I found the courage to leave the church denomination I grew up in a few years ago and joined one very similar, and yet different in the sense it allows women to be pastors. And as I went through a period of deep spiritual growth and transformation, that call that had been on my heart for so long began getting louder and louder. Soon, I couldn't ignore it any longer. I ultimately applied to seminary in to a pastoral program and was accepted. Unfortunately, due to life changes and circumstances, I've been prevented from being able to begin but just this last week I had a meeting in which opened the doors back up for me. I wasn't expecting it. I wasn't quite prepared for how well the meeting went and didn't quite know what to do with it, but I left with a deep sense of peace. With a resolution that if it is God's will, it will be done.

In the mean time, I am the Director of Children, Youth and Family Ministries at my church and every now again I get to moonlight in the pulpit and fill in for our pastor when he is gone. I regularly assist worship and always love doing that, but there is something very different about taking on that leadership-pastory role when it's on me to lead the service.

This weekend is one of those weeks when I've been entrusted with the responsibility of leading our service and preaching while our pastor is out of town. As usual, I was excited and grateful and humbled to have the opportunity, but unlike other times, when I received the text for this Sunday I was to preach on, I felt a bit lost. I felt a bit in over my head. Ill equipped. I felt many things, most of which weren't screaming "I've got this."

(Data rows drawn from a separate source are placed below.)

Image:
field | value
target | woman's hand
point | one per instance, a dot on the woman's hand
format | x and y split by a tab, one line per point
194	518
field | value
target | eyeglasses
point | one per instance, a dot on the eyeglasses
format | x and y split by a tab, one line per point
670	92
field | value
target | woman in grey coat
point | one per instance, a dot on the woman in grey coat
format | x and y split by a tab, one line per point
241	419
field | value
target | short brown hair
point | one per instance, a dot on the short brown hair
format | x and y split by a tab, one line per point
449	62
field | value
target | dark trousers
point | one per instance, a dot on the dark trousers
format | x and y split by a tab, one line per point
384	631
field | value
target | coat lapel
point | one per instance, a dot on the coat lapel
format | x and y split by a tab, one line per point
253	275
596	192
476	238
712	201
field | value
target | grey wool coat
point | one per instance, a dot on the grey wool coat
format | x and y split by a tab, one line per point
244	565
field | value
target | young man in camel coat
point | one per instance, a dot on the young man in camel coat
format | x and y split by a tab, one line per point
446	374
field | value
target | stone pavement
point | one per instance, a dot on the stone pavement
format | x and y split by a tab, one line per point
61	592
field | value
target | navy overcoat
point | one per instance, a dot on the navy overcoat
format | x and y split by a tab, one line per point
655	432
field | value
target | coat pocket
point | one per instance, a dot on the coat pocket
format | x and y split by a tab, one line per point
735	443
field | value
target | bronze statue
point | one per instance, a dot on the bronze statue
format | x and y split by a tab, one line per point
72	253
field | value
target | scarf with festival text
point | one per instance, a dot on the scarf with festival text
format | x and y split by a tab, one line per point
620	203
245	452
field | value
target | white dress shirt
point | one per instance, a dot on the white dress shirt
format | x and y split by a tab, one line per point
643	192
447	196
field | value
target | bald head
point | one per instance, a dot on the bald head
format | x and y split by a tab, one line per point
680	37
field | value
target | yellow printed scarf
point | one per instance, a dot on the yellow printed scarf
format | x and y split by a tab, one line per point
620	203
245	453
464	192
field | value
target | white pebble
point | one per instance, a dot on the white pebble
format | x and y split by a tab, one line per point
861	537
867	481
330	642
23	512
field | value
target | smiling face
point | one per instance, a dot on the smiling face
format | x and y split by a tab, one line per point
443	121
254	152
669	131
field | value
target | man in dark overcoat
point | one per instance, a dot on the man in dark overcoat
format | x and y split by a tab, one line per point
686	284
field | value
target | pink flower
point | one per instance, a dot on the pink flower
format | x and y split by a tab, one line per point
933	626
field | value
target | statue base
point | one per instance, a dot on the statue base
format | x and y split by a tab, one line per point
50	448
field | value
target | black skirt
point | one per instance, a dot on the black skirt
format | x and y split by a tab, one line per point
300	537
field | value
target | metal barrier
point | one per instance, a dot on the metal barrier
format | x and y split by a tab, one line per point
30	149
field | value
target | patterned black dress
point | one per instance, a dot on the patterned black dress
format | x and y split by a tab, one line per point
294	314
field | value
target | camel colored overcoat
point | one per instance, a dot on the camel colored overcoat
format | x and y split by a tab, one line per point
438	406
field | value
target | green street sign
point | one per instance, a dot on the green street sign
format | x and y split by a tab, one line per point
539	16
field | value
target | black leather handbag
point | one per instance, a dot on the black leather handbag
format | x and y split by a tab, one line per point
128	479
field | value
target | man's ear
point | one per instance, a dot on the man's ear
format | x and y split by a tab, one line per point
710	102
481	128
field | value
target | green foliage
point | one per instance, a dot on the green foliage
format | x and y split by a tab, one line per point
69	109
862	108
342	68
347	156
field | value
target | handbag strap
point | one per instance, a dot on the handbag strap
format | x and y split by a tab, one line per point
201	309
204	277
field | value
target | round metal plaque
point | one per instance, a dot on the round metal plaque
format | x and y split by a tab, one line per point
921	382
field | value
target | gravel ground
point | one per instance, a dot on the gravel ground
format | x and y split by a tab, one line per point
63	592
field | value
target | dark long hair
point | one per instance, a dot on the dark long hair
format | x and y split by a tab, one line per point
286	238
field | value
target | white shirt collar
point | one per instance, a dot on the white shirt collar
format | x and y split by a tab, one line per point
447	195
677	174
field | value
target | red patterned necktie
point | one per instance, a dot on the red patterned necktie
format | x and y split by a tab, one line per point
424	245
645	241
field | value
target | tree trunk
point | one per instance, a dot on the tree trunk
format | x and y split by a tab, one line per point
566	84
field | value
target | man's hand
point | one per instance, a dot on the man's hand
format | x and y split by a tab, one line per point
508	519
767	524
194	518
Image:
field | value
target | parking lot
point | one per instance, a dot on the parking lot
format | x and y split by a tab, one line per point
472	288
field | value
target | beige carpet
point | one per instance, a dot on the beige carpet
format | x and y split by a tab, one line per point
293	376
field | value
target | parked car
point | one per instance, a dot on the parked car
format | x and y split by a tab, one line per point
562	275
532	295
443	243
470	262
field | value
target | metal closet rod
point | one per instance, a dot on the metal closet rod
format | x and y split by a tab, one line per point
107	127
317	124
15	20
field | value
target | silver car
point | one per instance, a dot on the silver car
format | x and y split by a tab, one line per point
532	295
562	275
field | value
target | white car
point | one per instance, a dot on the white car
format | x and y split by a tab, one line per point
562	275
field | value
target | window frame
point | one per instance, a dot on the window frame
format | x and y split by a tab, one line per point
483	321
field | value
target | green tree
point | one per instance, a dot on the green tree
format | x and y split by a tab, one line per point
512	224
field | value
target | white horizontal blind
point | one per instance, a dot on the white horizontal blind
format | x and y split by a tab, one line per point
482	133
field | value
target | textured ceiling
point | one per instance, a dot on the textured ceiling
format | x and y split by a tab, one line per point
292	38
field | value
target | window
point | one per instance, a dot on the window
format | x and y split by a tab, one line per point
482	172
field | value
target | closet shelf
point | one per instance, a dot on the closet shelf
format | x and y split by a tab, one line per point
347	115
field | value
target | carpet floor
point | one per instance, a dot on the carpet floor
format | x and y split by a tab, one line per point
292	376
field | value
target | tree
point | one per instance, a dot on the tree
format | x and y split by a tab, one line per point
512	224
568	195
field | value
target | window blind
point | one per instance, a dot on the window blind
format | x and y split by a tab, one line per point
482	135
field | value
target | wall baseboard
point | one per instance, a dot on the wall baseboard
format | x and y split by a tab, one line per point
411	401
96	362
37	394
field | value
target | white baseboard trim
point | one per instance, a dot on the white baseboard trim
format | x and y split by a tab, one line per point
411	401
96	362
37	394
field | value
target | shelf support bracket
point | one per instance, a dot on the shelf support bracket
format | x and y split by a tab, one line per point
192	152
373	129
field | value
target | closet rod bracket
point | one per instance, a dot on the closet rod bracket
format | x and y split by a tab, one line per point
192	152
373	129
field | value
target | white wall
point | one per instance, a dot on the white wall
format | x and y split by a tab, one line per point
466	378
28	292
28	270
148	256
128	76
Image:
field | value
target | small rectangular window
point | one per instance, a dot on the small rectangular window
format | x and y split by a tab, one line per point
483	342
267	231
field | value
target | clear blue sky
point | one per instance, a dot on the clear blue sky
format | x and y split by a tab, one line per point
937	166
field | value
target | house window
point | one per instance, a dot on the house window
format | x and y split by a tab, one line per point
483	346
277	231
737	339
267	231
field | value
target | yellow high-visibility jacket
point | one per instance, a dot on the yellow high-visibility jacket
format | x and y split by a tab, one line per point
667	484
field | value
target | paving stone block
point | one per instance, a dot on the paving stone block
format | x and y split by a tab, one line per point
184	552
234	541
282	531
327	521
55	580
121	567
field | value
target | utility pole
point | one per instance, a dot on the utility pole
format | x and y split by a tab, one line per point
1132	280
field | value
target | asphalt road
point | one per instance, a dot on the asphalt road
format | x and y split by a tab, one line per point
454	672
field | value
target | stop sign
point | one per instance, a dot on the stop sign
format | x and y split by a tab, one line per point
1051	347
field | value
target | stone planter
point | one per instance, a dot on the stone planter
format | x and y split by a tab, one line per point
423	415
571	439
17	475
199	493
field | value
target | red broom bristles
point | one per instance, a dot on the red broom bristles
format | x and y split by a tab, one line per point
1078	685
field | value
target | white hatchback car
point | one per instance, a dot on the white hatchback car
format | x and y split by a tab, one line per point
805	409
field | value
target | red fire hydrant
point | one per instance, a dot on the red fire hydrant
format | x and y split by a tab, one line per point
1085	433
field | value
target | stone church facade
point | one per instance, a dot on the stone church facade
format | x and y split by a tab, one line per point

But the thing is, I haven't had to "have" this. The pastoral call is anything but about me or of me. It is God's call and God's work. With that, even though I am not yet a pastor, when I am entrusted with stepping in to that role, I do so with God's presence and direction.

This week I have struggled with getting my sermon "just right". Even today, the day before I am to preach it, I have spent far too long with it trying to work and rework it to be a certain way. I missed posting last night as I was up until 2 am working on it. And as I have struggled, my instinct was to question what I was doing and whether or not I should be doing it. But instead of doing that, I have chosen grace. I have chosen to resolve to hand it over to God (which is what I should have done from day one!) and to let it just be his. As I have wanted to continue to go over it tonight and to call and read it to my mom or grandpa to get feedback or opinions, I resisted the temptation and allowed myself the grace of letting it be what it is and of trusting in God to be God and to use those words in some way, being at work in and through them.

And so today, grace was about letting God being God. It was about letting God's word be His word. It was instead of dwelling on my words, using my gifts to bring things to the service that weren't originally planned and yet that are going to make it something really beautiful. Because of that I can now feel excited for tomorrow and for this service. My heart is full having been able to share sacred moments with a couple beautiful women as we prepared for it today.

I may not be a pastor... yet. But one day. And in the mean time, I continue to seek to embrace the gift of God's grace that I may be able to better share it's gift with others.